Monday, April 20, 2009

New HIV/AIDS Cases Increase in Minnesota

The Minnesota Department of Health just released their HIV/AIDS Surveillance Report for 2008. The report documents 326 new cases of HIV infection reported last year – one new case every 27 hours. I’ve been following these reports since 1986 – the year my first friend tested positive for HIV.
The early years of the AIDS epidemic were horrific for my friends who were diagnosed in the 1980s. Some lost their jobs and their homes and filed for bankruptcy. Most became estranged from family members. For others, their religious leaders abandoned – and sometimes condemned – them. Many did not live to see the introduction of life-sustaining anti-retroviral medications.
But the 326 Minnesotans who were diagnosed with HIV/AIDS last year have to confront something that my friends, who are now long dead, never had to deal with. These individuals became positive decades after we learned what behaviors cause the transmission of HIV and how to prevent becoming infected. With the general public today there seems to be little sympathy – and perhaps no empathy – for those who have recently become infected with HIV. After all, new rates of HIV infection could be dramatically reduced if everyone followed the ABC model of AIDS prevention: Abstain, Be faithful, and use Condoms. Like all diseases that have a behavioral component, however, it just isn’t that black and white.
As my 88-year-old mother says, you only need look at all the unplanned children in the world to see that abstinence alone doesn’t work – not as a form of birth control and not as an effective method of reducing the spread of sexually transmitted diseases. Monogamy is effective – but only if both partners practice it. Condoms work. They prevent the spread of HIV/AIDS. Still, some men resist using them and the cost and availability of female condoms have made this option less accessible for women.

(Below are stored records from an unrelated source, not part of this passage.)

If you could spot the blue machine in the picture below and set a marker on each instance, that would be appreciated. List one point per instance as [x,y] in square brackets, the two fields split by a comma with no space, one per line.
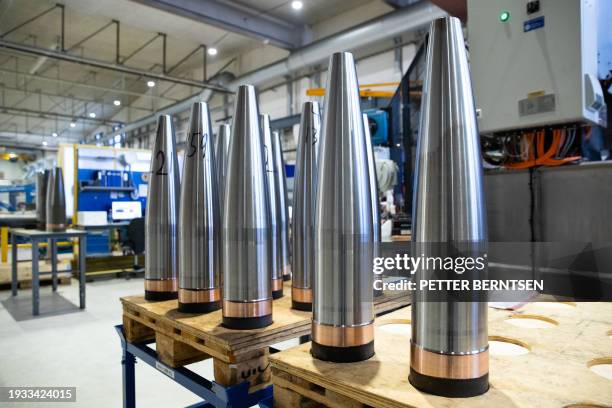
[379,126]
[13,190]
[97,191]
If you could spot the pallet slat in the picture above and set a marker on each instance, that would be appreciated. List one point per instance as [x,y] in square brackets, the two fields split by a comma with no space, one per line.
[238,355]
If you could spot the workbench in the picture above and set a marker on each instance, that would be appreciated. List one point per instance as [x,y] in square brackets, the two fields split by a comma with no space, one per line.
[37,236]
[13,220]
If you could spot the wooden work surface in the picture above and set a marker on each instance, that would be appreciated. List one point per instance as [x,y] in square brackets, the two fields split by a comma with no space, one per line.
[204,331]
[553,374]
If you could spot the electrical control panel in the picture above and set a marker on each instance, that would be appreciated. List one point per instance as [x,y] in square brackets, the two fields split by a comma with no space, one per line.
[534,62]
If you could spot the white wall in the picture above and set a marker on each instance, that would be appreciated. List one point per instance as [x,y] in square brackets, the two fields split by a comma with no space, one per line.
[275,102]
[11,170]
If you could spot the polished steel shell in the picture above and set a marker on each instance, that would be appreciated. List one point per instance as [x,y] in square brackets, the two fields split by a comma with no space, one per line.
[344,234]
[56,201]
[199,245]
[283,220]
[42,179]
[449,206]
[274,200]
[373,194]
[304,194]
[246,217]
[221,152]
[161,218]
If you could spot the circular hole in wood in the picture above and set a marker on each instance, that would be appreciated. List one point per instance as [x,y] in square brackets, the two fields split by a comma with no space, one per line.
[602,367]
[528,321]
[395,326]
[507,347]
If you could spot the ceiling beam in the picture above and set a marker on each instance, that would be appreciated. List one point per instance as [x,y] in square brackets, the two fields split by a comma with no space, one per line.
[52,115]
[235,18]
[85,85]
[62,56]
[396,4]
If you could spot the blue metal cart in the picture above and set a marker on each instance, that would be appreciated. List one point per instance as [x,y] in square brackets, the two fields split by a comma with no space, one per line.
[213,394]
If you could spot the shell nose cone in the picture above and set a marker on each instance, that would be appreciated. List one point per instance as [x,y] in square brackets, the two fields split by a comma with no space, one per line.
[283,220]
[274,200]
[56,201]
[304,192]
[448,221]
[448,148]
[221,154]
[343,324]
[162,216]
[199,243]
[247,294]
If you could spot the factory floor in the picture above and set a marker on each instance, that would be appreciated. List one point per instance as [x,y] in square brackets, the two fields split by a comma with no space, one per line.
[65,346]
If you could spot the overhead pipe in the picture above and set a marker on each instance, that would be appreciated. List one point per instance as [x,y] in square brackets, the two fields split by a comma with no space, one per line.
[386,26]
[63,56]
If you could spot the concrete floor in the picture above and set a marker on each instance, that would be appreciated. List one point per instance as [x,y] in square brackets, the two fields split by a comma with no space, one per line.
[70,347]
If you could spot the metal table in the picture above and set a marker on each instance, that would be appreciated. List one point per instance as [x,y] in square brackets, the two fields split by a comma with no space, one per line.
[109,226]
[36,236]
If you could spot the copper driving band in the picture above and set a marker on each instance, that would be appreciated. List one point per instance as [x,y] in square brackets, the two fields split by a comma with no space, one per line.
[199,295]
[342,336]
[161,285]
[55,227]
[247,309]
[303,295]
[277,284]
[464,366]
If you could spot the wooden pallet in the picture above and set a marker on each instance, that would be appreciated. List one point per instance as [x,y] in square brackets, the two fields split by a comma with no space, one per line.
[554,373]
[238,354]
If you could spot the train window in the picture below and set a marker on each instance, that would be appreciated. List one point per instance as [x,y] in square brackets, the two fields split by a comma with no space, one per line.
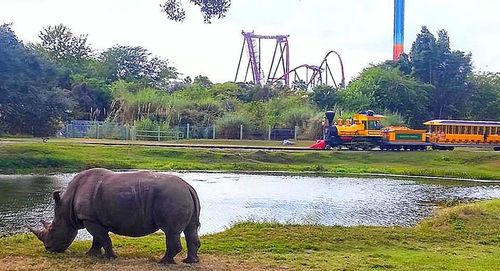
[374,125]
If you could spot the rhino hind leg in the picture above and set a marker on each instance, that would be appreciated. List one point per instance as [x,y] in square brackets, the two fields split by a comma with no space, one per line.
[173,247]
[96,249]
[102,236]
[193,244]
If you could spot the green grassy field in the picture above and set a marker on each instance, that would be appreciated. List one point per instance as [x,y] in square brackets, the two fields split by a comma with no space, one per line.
[464,237]
[22,157]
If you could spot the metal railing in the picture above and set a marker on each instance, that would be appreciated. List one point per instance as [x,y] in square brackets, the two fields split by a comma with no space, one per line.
[110,130]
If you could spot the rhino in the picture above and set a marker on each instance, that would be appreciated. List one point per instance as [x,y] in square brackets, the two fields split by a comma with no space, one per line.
[128,203]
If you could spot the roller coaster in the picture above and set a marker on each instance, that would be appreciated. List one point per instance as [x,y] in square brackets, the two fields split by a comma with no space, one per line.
[306,76]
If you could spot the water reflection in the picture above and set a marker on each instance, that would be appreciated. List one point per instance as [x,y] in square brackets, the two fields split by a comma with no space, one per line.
[228,198]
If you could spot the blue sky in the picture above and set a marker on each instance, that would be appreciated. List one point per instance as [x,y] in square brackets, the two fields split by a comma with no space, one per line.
[360,30]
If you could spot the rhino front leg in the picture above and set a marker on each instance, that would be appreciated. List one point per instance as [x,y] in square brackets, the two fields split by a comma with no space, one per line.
[173,247]
[193,244]
[102,236]
[95,250]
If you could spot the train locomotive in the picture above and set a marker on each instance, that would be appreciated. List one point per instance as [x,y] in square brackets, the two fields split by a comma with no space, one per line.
[364,131]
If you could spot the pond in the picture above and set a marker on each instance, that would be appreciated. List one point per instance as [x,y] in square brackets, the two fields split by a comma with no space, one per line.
[229,198]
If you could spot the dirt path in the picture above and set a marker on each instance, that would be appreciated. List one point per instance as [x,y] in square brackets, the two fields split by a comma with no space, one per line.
[208,262]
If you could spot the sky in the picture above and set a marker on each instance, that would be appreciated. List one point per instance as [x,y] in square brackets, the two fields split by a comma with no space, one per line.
[360,30]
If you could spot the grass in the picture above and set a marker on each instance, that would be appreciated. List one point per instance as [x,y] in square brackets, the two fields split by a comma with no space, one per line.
[463,237]
[34,157]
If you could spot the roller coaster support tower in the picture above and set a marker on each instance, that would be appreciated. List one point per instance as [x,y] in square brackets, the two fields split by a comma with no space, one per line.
[399,30]
[281,58]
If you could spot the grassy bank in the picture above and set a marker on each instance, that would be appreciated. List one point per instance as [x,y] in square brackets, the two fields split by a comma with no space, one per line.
[53,157]
[465,237]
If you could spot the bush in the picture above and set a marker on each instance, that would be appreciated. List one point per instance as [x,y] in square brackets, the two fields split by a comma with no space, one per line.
[228,126]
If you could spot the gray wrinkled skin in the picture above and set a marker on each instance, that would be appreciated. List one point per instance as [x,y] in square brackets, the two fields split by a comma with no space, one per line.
[130,204]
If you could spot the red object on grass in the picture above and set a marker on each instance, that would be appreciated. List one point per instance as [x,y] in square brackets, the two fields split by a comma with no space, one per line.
[319,145]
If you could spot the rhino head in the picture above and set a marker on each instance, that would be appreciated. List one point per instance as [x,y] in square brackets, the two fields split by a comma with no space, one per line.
[57,235]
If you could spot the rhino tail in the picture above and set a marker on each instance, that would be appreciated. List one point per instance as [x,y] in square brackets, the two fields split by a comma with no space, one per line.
[195,219]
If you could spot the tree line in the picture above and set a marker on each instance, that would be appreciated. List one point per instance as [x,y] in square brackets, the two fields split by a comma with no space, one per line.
[61,77]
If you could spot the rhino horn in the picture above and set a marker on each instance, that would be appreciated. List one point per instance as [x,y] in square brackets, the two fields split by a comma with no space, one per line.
[37,233]
[45,223]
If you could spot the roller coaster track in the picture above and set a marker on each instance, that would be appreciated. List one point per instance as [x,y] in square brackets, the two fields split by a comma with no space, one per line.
[304,76]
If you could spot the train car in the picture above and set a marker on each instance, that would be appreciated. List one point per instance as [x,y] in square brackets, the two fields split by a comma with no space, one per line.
[403,138]
[362,131]
[448,134]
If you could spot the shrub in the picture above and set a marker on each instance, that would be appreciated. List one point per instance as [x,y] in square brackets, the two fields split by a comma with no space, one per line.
[229,126]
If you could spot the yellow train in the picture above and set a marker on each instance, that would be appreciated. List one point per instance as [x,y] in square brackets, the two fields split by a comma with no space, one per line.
[364,131]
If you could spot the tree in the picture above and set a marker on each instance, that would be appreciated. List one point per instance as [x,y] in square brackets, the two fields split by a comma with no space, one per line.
[136,64]
[325,97]
[434,63]
[30,100]
[203,81]
[383,89]
[62,45]
[484,103]
[210,9]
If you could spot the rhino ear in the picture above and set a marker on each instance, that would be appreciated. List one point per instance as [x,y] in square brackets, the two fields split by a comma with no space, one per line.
[57,196]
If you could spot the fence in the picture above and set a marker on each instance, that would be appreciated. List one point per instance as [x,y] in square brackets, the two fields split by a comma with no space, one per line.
[109,130]
[97,130]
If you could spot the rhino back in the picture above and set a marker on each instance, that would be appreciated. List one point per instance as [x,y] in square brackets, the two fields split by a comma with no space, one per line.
[136,203]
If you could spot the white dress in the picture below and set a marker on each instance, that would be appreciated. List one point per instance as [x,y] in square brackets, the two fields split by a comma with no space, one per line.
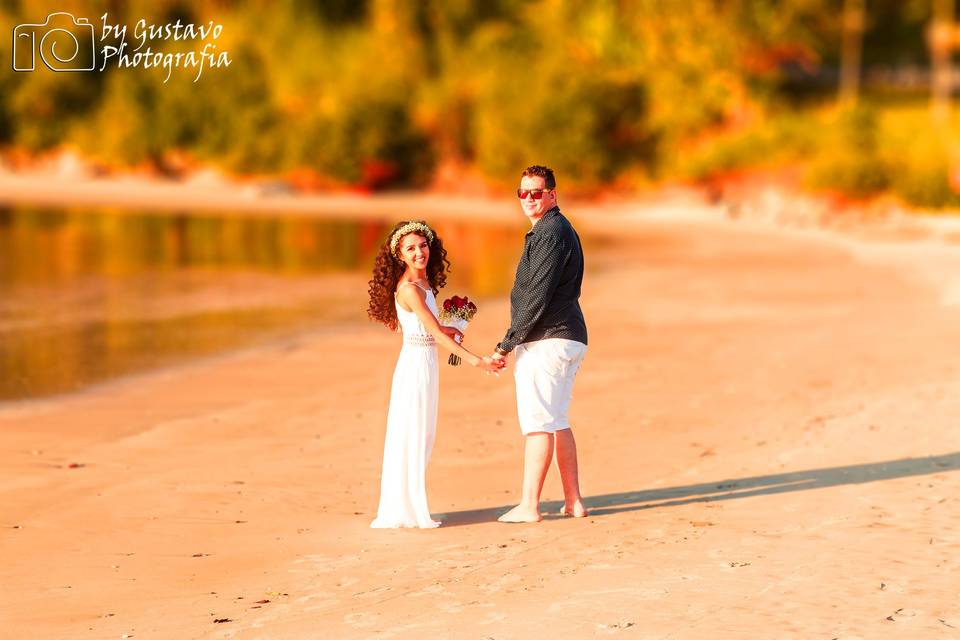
[411,426]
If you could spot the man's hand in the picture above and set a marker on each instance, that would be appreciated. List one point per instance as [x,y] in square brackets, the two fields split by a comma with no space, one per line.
[502,360]
[454,333]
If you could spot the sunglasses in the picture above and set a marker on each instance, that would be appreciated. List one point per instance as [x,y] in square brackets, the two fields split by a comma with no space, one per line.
[536,194]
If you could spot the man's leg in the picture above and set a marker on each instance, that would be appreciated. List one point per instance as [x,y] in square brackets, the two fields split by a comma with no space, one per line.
[537,454]
[569,474]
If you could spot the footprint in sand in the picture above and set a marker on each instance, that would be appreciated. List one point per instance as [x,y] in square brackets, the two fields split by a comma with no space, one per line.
[361,619]
[500,583]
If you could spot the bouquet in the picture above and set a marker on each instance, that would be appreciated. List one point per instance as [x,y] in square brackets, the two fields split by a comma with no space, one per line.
[457,312]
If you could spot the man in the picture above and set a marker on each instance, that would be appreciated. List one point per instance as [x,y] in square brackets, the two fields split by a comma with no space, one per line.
[549,335]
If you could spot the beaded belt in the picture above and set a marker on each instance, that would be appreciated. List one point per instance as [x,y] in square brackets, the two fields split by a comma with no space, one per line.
[419,340]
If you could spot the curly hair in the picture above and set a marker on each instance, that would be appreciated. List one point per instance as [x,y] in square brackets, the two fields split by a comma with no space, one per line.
[388,268]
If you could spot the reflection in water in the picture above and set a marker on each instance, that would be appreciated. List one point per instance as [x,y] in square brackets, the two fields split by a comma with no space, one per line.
[90,295]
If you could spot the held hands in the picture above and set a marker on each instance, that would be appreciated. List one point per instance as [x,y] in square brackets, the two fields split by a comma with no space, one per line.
[453,332]
[490,365]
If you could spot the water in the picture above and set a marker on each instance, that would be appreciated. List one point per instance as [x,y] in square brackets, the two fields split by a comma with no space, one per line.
[90,295]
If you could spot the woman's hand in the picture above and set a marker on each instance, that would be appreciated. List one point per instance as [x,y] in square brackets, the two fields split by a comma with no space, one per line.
[453,332]
[489,365]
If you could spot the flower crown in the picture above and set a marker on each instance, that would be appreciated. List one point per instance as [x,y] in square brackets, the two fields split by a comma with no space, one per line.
[410,227]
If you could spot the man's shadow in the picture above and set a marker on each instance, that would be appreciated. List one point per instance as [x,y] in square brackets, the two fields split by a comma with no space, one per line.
[732,488]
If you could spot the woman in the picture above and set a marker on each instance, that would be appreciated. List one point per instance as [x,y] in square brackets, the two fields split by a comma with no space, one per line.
[409,271]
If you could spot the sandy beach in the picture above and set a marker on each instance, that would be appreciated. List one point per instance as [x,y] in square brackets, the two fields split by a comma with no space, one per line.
[767,425]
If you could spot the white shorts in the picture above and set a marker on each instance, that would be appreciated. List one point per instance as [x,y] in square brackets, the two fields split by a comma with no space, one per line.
[544,373]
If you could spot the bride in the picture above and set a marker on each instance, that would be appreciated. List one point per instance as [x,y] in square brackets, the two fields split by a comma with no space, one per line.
[409,271]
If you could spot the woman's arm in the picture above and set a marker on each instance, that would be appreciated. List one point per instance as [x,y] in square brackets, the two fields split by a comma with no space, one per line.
[415,298]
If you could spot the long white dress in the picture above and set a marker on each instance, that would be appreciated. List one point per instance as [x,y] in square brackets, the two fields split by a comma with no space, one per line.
[411,426]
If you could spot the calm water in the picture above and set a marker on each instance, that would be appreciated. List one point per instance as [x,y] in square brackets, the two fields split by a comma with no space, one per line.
[92,295]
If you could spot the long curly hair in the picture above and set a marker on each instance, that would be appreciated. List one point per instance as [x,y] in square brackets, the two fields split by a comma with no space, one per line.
[388,268]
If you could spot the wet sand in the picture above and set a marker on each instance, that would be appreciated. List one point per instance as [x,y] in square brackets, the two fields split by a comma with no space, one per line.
[767,433]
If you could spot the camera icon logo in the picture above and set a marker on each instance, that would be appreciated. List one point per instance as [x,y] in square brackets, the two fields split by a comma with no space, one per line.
[65,43]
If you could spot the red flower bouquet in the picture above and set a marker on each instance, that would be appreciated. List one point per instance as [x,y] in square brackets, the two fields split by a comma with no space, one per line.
[457,312]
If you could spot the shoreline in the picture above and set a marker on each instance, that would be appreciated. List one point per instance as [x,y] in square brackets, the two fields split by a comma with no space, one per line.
[734,381]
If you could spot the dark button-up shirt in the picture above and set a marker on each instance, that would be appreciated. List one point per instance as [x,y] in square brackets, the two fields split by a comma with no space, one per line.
[545,302]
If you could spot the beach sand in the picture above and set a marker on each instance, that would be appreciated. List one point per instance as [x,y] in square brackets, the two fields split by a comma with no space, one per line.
[767,427]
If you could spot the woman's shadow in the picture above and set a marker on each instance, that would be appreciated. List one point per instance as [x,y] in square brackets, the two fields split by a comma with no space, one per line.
[733,488]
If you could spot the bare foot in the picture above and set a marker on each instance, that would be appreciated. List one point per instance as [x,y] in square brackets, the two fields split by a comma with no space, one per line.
[577,510]
[521,514]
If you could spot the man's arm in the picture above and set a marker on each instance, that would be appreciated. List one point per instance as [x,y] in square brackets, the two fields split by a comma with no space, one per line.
[547,258]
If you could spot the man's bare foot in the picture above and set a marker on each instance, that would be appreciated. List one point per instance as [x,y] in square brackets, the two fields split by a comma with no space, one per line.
[577,510]
[521,514]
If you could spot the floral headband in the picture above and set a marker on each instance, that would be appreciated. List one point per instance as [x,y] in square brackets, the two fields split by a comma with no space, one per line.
[408,228]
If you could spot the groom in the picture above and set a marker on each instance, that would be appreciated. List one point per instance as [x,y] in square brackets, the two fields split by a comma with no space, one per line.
[549,336]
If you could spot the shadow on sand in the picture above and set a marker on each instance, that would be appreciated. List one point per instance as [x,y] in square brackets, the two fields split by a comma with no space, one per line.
[731,488]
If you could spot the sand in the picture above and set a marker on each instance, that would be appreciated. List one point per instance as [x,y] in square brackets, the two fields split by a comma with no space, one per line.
[767,425]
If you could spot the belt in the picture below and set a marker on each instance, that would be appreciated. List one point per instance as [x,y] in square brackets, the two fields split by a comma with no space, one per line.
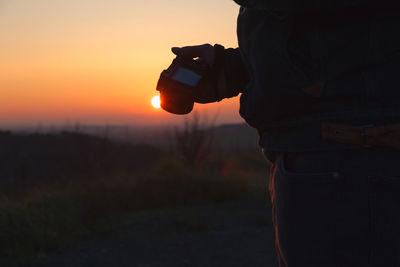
[365,135]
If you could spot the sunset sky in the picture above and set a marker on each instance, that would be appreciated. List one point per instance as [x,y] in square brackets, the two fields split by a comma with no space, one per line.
[98,61]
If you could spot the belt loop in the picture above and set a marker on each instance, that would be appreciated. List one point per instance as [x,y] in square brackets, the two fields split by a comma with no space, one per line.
[363,134]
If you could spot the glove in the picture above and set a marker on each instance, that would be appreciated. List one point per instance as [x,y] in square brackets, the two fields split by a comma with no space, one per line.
[213,83]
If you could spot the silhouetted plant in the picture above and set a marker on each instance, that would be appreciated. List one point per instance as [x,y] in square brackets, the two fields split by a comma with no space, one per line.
[194,141]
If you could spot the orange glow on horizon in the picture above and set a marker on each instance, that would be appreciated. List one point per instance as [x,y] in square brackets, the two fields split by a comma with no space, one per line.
[61,62]
[156,102]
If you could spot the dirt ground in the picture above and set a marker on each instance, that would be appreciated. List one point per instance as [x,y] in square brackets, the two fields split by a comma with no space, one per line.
[227,234]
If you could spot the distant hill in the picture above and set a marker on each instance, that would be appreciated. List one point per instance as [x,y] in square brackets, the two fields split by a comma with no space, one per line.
[27,160]
[229,136]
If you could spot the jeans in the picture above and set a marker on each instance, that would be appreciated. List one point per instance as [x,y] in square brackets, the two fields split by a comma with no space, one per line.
[336,208]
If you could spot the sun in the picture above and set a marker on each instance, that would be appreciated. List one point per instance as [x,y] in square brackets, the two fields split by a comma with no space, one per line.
[156,102]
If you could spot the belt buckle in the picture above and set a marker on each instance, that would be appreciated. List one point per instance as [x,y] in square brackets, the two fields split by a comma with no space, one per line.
[363,134]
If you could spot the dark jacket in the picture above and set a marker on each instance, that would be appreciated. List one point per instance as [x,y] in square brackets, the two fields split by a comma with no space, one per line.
[310,62]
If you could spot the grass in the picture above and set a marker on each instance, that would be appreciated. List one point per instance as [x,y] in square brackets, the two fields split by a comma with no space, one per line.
[54,217]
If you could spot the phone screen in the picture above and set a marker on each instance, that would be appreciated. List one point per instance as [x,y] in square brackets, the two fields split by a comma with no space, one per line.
[186,76]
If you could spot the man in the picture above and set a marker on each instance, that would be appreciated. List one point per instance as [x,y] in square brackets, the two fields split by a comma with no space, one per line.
[319,81]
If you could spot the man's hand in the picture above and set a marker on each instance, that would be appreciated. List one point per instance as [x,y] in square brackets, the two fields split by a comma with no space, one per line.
[208,89]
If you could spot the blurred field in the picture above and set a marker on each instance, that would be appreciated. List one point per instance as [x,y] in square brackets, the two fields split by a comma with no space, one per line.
[60,188]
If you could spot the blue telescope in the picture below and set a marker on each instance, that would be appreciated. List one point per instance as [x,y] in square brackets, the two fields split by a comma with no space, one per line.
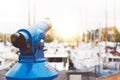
[31,64]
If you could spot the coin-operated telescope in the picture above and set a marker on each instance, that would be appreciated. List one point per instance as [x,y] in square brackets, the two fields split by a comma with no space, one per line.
[31,64]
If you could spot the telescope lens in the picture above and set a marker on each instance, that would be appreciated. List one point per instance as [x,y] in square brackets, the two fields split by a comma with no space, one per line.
[18,40]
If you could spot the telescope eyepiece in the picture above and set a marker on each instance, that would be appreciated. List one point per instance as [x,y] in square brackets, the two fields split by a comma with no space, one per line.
[18,40]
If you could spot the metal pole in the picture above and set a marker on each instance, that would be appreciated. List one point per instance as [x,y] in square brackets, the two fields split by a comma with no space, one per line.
[28,12]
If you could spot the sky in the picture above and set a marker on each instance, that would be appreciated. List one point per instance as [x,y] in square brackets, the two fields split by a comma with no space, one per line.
[67,16]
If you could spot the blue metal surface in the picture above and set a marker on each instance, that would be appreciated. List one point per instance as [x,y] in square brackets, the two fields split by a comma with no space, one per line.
[32,64]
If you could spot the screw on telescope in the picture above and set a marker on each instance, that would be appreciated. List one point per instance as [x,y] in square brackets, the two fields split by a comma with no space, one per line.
[18,40]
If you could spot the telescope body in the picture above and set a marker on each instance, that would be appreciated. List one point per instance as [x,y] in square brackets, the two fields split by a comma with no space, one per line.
[31,64]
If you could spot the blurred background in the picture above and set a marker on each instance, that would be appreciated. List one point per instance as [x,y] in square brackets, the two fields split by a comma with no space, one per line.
[85,34]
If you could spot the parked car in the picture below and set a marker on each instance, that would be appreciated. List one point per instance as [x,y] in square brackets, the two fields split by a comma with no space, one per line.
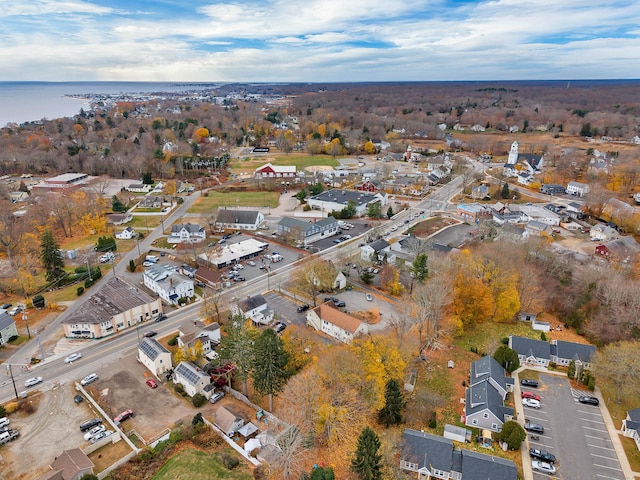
[73,357]
[533,427]
[152,383]
[216,396]
[530,402]
[123,416]
[538,466]
[94,431]
[84,426]
[89,379]
[33,381]
[588,400]
[526,382]
[532,395]
[542,455]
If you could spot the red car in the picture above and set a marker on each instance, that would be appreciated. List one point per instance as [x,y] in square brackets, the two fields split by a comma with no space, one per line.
[526,394]
[123,416]
[152,383]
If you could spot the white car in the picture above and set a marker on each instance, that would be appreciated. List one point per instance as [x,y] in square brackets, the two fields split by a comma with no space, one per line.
[94,431]
[73,357]
[33,381]
[89,379]
[531,402]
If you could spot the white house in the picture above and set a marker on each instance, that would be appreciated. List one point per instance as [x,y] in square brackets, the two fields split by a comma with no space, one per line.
[169,285]
[187,233]
[154,356]
[127,234]
[578,189]
[192,378]
[335,323]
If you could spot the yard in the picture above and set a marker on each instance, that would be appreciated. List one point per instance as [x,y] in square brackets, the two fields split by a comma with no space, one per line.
[214,200]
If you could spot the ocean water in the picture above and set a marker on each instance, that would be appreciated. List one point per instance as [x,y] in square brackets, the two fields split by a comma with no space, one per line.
[32,101]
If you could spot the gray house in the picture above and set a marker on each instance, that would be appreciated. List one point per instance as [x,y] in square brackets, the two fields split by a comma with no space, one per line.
[430,456]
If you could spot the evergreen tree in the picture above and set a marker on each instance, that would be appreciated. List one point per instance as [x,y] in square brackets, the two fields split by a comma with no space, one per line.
[367,461]
[391,413]
[51,257]
[269,362]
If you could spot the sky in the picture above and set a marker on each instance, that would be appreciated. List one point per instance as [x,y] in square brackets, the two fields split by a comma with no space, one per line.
[318,40]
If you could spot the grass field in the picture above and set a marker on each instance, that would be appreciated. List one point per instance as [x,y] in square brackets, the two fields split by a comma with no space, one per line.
[196,465]
[241,199]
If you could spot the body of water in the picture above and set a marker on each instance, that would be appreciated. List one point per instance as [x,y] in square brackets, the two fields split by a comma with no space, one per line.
[32,101]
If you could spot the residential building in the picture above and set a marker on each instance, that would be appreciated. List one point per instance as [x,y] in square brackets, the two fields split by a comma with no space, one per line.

There are factors, unrelated to education and outreach efforts, which contribute to the spread of HIV/AIDS. The use of alcohol and drugs can cloud ones judgment and result in high risk behaviors. Young people often view themselves as immune from bad things ever happening to them and consequently take chances. Others think that the medical advances in the treatment of HIV/AIDS make this a manageable disease. They are under the false impression that if you contract the disease you just take a pill and go on with your life as normal.
But there is another underlying issue that some people who have been newly diagnosed with HIV/AIDS have talked with me about, and it has to do with self-esteem. Time and again, women and men of varying age, race and sexual orientation, have told me that a negative self-image – feelings of worthlessness, isolation, and deep loneliness – translated into them engaging in sexual behavior that resulted in them contracting HIV. Immediate human contact, sometimes with the possibility (or fantasy) of a relationship, made engaging in unprotected sex a risk worth taking for some.
Now, I’m not so naive as to believe that if every person was self-actualized that we would see the elimination of HIV/AIDS. I am suggesting, however, that as long as there are people – who intentionally or unintentionally – tell individuals or groups of people that they matter less than others, or that they don’t matter at all; we shouldn’t be surprised if next year’s surveillance report shows yet another increase in new HIV/AIDS cases in Minnesota.